Side note: I highly recommend "Lies My Teacher Told Me", which goes through 5-10 of the most common grade school history text books topic by topic and analyzes their propaganda value: what omissions, errors, unspoken assumptions, etc create the narratives they describe in different parts of American and European history which give our kids a false understanding of their heritage? It was unbelievably enlightening.

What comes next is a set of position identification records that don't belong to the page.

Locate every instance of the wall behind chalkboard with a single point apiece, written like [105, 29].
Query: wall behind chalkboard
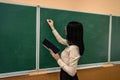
[17, 38]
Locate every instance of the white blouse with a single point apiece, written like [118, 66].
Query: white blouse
[69, 56]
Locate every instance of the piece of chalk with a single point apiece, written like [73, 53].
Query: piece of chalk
[40, 72]
[108, 65]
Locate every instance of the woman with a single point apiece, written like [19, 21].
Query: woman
[74, 49]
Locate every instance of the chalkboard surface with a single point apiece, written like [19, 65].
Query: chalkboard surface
[115, 45]
[96, 30]
[17, 38]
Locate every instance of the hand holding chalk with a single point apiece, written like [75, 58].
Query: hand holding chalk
[51, 23]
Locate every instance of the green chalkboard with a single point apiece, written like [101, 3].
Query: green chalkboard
[96, 30]
[17, 38]
[115, 46]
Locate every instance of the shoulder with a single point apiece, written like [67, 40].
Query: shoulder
[71, 47]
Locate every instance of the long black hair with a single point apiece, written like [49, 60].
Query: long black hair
[75, 35]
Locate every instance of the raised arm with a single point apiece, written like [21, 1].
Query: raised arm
[56, 34]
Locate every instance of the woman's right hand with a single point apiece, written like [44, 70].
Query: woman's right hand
[51, 23]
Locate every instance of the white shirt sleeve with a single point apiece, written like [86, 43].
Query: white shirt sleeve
[59, 38]
[73, 61]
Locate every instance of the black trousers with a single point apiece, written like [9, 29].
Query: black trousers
[66, 76]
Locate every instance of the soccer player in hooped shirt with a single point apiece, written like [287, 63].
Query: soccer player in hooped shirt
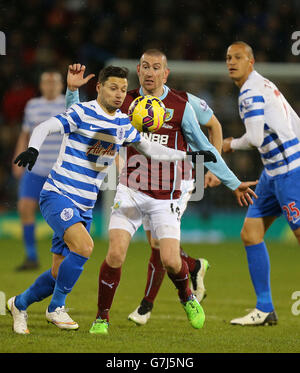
[153, 73]
[133, 203]
[273, 127]
[93, 133]
[37, 110]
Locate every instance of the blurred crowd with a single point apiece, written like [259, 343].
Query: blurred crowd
[44, 34]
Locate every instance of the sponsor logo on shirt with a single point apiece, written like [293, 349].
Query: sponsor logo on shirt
[98, 149]
[161, 139]
[67, 214]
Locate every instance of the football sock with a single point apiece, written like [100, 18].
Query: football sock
[40, 289]
[109, 279]
[155, 275]
[29, 241]
[68, 273]
[191, 262]
[259, 268]
[181, 282]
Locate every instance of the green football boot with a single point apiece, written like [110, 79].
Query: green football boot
[195, 313]
[99, 327]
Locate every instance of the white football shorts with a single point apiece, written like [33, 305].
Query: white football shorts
[131, 207]
[187, 187]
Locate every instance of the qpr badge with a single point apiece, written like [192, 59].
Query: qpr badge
[120, 133]
[67, 214]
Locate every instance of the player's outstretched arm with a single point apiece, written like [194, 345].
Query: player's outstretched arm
[75, 76]
[29, 156]
[244, 193]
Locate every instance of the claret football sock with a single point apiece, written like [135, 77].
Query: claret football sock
[259, 268]
[68, 274]
[109, 279]
[191, 262]
[155, 276]
[29, 241]
[181, 282]
[40, 289]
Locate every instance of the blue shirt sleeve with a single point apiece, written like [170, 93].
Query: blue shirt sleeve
[198, 141]
[202, 110]
[72, 97]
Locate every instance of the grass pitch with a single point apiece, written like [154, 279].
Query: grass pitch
[230, 295]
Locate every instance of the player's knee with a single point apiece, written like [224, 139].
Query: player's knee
[115, 258]
[171, 263]
[84, 247]
[87, 247]
[250, 236]
[26, 210]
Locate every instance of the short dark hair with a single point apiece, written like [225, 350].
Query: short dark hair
[119, 72]
[247, 46]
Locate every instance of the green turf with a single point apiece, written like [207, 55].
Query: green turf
[229, 295]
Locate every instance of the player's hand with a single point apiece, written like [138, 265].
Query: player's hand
[208, 156]
[244, 193]
[75, 77]
[211, 180]
[227, 145]
[27, 158]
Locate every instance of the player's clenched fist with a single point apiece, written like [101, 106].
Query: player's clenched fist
[27, 158]
[75, 77]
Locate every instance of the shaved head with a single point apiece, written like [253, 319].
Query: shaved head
[154, 53]
[247, 47]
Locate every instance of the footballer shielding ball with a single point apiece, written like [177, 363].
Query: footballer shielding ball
[147, 113]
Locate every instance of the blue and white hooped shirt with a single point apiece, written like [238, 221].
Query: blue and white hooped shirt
[91, 141]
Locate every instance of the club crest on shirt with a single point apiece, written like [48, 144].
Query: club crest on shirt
[67, 214]
[120, 133]
[117, 205]
[247, 103]
[203, 105]
[169, 114]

For an online reading about this 'white flight' phenomenon, here's a quote from "Forgotten Founders"; "Franklin" is actually Ben Franklin writing about the indigenous in the colonies:
   As they sought a middle ground between the corrupting overcivilization of Europe and the simplicity of the state of nature in which they believed that many Indians lived, Franklin and other Deists paid abundant attention to the political organization of the Indians, especially the Iroquois, who were not only the best organized Indian polity with which British Americans had contact, but who were also allied with them. "Franklin had the conception of an original, pre-political state of nature in which men were absolutely free and equal -- a condition he thought admirably illustrated among the American Indians," Eiselen wrote in Franklin's Political Theories (1928). Franklin himself wrote: "Their wants . . . [are] supplied by the spontaneous Productions of Nature" and that they did not at all want to be "civilized."

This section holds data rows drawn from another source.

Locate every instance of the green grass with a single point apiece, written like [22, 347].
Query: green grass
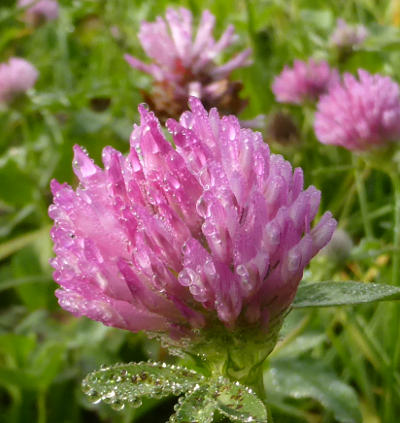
[332, 362]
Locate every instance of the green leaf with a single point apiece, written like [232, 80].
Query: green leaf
[238, 402]
[308, 379]
[326, 294]
[127, 383]
[196, 407]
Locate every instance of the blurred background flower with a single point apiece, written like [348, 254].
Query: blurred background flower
[39, 11]
[16, 77]
[360, 114]
[348, 36]
[184, 64]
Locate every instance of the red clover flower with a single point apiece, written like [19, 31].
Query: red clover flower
[184, 64]
[360, 114]
[16, 77]
[305, 81]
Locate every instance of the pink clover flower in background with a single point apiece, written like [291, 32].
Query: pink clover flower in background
[303, 82]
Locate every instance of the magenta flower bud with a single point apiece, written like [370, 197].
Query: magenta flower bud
[347, 36]
[42, 10]
[16, 77]
[305, 81]
[360, 114]
[173, 240]
[184, 63]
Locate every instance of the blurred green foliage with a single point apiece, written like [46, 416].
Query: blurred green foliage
[331, 365]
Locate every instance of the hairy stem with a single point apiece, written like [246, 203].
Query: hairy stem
[362, 196]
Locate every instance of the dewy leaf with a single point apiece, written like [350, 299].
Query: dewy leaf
[196, 407]
[325, 294]
[238, 402]
[126, 383]
[309, 379]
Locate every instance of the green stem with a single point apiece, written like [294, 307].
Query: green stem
[257, 385]
[41, 404]
[396, 229]
[362, 196]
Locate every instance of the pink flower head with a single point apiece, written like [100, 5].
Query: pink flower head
[16, 77]
[185, 64]
[42, 10]
[360, 114]
[168, 240]
[306, 81]
[345, 35]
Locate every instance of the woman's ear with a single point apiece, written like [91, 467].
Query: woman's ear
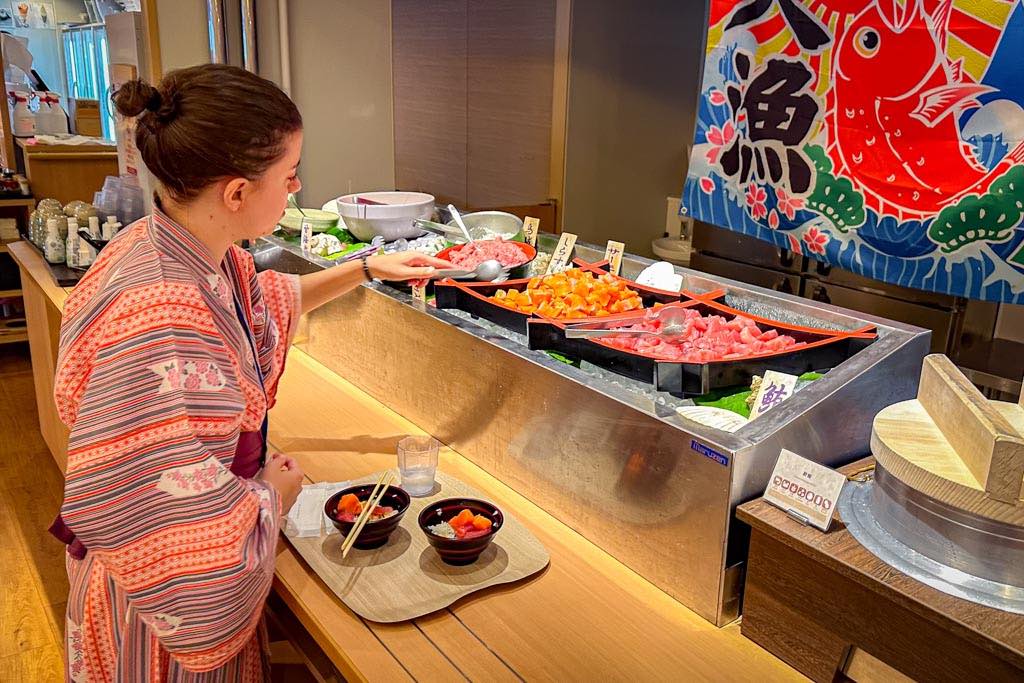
[235, 193]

          This state of nature was eagerly sought by many eighteenth-century Euro-Americans. To understand how many Europeans left their own cultures to live with the Indians is to realize just how permeable the frontier was. To those who remained behind, it was often rumored that those who had gone over to the Indians had been "captured." While some captives were taken, more often the whites took up Indian life without compulsion. As Franklin wrote to Peter Collinson May 9, 1753:
The proneness of human Nature to a life of ease, of freedom from care and labour appear strongly in the heretofore little success that has attended every attempt to civilize our American Indians. . . . They visit us frequently and see the advantages that Arts, Science and compact Society procure us; they are not deficient in natural understanding and yet they have never strewn any inclination to change their manner of life for ours, or to learn any of our Arts.
While Indians did not seem to have much inclination to exchange their culture for the Euro-American, many Euro-Americans appeared more than willing to become Indians at this time:
When an Indian child has been brought up among us, taught our language and habituated to our customs, yet if he goes to see his relations and makes one Indian Ramble with them, there is no perswading him ever to return. And that this is not natural [only to Indians], but as men, is plain from this, that when white persons of either sex have been taken prisoners young by the Indians, and lived awhile among them, tho' ransomed by their Friends, and treated with all imaginable tenderness to prevail with them to stay among the English, yet within a Short time they become disgusted with our manner of Life, and the care and pains that are necessary to support it, and take the first good Opportunity of escaping again into the Woods, from whence there is no reclaiming them.
Franklin followed with an example. He had heard of a person who had been "reclaimed" from the Indians and returned to a sizable estate. Tired of the care needed to maintain such a style of life, he had turned it over to his younger brother and, taking only a rifle and a matchcoat, "took his way again to the Wilderness." Franklin used this story to illustrate his point that "No European who has tasted Savage Life can afterwards bear to live in our societies." Such societies, wrote Franklin, provided their members with greater opportunities for happiness than European cultures. Continuing, he said:
The Care and Labour of providing for Artificial and fashionable Wants, the sight of so many Rich wallowing in superfluous plenty, whereby so many are kept poor and distress'd for Want, the Insolence of Office . . . the restraints of Custom, all contrive to disgust them with what we call civil Society.